2. Moral problems for capital punishment:

  • It’s unclear whether capital punishment is, in our system of justice, more deterrent than other punishments such as life imprisonement, especially given the fact that
    • good lawyers can lower one’s chances of being executed.
    • some, when committing crimes, might think little about getting caught.
  • Capital punishment is discriminatory, and discrimination is morally wrong (it’s against equal justice).

Answer: even if the death penalty were inherently discriminatory (which it isn’t), as long as imposed only on the guilty it would be morally justified: unequal justice is still justice.  Because we fall short of perfection we should not renounce the good.

  • Some innocents will be executed

Answer: society foresees but does not intend the execution of the innocent.  For example, driving trucks produces innocent deaths, but it would be absurd to forbid state-owned trucks from circulating.

Duplication: but we intend to kill the person convicted, and therefore we do take the moral responsibility of the action upon ourselves.

  • Capital punishment damages human dignity.

Answer: what’s the argument, assuming that capital punishment is carried out in a dignified manner?  Indeed, Kant has argued the reverse.  Waiting to die is unpleasant but, unfortunately, often part of the human condition.

  • The sanctity of life prohibits the death penalty.

Answer:

    1. What’s meant by “the sanctity of life”?
    2. Appeals to the extreme value of human life has traditionally been used to justify capital punishment; see Kant, for example.
  • Capital punishment is too severe.

Answer: The death penalty merely hastens one’s natural end.  Compare with torture.  Moreover, the nature of some crimes demands a most severe punishment.

  • The role of the environment in determining behavior should deter us from inflicting the death penalty.

Answer: people are responsible for what they do.  At most this shows that mitigating circumstances must be seriously considered.

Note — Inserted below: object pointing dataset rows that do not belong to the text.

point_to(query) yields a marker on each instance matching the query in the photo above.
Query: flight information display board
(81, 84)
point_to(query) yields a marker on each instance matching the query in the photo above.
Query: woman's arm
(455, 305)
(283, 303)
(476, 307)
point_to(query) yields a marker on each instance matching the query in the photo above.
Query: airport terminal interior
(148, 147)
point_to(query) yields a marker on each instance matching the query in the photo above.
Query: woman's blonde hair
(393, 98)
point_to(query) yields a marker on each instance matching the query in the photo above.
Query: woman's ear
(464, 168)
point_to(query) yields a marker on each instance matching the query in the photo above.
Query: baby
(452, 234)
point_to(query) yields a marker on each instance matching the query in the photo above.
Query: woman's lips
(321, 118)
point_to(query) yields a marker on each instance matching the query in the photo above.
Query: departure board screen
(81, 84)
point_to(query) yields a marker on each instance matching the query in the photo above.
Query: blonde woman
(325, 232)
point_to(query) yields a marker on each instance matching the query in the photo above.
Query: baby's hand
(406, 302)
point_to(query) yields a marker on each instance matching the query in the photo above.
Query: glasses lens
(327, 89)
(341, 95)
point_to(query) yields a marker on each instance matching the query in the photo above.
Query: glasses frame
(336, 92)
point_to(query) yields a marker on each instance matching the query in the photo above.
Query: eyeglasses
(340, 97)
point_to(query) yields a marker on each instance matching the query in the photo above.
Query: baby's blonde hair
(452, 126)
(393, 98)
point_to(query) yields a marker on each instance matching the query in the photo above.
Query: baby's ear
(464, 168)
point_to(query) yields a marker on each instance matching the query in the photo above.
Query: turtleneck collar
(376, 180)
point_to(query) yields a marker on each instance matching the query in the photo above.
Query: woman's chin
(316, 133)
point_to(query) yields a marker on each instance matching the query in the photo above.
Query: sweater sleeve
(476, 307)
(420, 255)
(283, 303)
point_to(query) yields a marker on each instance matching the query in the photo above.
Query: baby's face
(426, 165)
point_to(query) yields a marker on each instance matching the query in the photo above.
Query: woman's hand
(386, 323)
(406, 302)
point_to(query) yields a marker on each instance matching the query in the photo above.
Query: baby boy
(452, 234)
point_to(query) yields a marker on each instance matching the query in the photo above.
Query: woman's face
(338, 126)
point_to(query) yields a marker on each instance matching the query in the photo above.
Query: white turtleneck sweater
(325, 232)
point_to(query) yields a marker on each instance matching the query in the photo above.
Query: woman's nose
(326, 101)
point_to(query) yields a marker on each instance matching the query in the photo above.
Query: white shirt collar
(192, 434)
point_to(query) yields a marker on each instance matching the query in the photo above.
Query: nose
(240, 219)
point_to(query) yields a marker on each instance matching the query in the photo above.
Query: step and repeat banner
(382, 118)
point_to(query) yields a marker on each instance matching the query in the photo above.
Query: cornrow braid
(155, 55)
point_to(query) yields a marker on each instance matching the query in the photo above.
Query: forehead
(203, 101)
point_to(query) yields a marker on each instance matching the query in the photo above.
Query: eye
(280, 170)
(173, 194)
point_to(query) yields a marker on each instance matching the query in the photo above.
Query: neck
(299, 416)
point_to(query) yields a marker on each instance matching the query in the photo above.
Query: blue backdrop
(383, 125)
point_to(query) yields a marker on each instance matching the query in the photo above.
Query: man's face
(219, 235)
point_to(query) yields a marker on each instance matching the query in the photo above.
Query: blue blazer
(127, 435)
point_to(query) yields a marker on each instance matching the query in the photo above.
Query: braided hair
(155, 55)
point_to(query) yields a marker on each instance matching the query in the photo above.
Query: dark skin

  • Capital punishment involves revenge, which makes it immoral.

Answer:

    1. The balance of justice has nothing to do with revenge.
    2. In the US, the criminal prosecution is by the state, not the family of the victim.
  • The death penalty is too expensive compared to long term, or life, imprisonemnt NOTE: retributivists are less impressed than consequentialists by this objection.

Answer: It depends on what one believes the deterrent effect is.